Grooming and Definition of Ready

A couple weeks back, I had a meeting with a team member. Let’s call him Ted. Ted raised some concerns with me as to the team's current practices. I took down all the concerns and used a prioritizing strategy to help him decide which of these concerns was the most important to address right away.

Ted decided the most critical concern was that the team had work spilling over from one sprint into the next. They were never able to complete all of their work within their sprint and the overflow made them fall further and further behind.

I asked some more probing questions, and he mentioned that in many instances there were external dependencies with the issues in the sprint. The team was attempting to resolve these dependencies within the sprint and were getting blocked when they weren't able to get the information that they needed in a timely manner. They were still trying to establish an understanding of these issues midway through the sprint.

My team had fallen into a bad habit of treating backlog grooming meetings purely as a ceremony where the development team discusses a bug or story just enough to be able to provide the Product Owner with an estimate, then move on to the next issue.
Also, this meeting only took place for one hour once per sprint.

I’ve been tracking this as an issue for a little while. I thought this was the case and had a meeting with each of my 4 teams. I called the meetings ‘design discussions’ because I didn’t want the teams to fall into their backlog grooming habits.
In each of these meetings we took the next item outside the current sprint that was highest priority and talked about it from a number of different angles.

An interesting takeaway is that we discovered new acceptance criteria in 3 of 4 issues. We found that one of the issues had a ‘Found in Version’ for a release that didn’t exist. We also had some good conversations about the testing strategy for each of these issues.

Each issue was updated to include all of our findings, discussions, acceptance tests, and more. This all reinforced my belief about how the teams treated backlog grooming meetings.

I knew that more effective backlog grooming meetings would be the venue for this missing work, but I needed to pair it with a Definition of Ready.

A Definition of Ready can be considered a checklist of everything that has to be considered before an issue can be considered Ready to be included in a sprint.

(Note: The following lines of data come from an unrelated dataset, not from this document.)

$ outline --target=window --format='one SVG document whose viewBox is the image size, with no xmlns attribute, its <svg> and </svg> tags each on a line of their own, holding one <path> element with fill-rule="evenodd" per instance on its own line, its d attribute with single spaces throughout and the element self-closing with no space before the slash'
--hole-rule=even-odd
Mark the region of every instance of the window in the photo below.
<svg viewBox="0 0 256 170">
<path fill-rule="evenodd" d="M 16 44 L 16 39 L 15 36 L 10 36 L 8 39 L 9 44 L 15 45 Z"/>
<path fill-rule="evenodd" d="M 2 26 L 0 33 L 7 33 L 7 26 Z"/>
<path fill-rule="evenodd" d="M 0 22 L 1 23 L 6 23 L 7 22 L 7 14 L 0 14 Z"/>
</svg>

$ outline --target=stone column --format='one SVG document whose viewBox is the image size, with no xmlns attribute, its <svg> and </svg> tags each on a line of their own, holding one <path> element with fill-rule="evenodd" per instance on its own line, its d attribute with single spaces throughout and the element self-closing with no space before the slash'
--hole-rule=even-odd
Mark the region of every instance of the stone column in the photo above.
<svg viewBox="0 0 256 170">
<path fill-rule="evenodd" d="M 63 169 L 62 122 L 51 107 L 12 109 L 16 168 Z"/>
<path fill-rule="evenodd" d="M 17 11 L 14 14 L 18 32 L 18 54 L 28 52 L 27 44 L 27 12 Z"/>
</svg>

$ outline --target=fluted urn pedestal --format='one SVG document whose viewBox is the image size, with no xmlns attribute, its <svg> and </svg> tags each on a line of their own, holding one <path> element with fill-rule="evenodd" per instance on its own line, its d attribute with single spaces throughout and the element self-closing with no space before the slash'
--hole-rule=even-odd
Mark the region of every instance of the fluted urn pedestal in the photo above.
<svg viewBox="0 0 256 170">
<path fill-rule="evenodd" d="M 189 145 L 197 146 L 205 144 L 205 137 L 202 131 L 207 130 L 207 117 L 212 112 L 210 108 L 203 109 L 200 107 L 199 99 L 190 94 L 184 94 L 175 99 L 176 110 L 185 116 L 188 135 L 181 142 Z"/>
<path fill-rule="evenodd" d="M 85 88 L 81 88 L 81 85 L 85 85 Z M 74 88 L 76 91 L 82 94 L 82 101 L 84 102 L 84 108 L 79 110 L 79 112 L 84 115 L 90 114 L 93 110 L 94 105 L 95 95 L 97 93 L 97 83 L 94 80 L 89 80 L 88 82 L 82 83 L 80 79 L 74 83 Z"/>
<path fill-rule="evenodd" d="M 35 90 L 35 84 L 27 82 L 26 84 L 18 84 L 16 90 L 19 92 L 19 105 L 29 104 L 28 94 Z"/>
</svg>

As such, providing an estimate for the work is a single checkbox on this list.

A backlog grooming meeting, paired up with a Definition of Ready can lead to effective use of our time.

I directed them to the Definition of Ready and asked them to use it for a couple sprints to understand how it works for them and the work they were analyzing, then after some experience with it, make it a topic within a sprint retrospective to make tweaks so that it’s more useful for the team and the product.

In addition to that, I asked this team member’s team to have a 1-hour backlog grooming meeting every two days. At the end of the backlog grooming session, they will assign an upcoming item in the backlog to each team member who will spend one hour on the off day digging into the code, analyzing the issue, and putting some thought into it.
This is done so that they can present what they’ve learned about that issue in the backlog grooming session. This also provides for a built-in agenda which can keep them on track.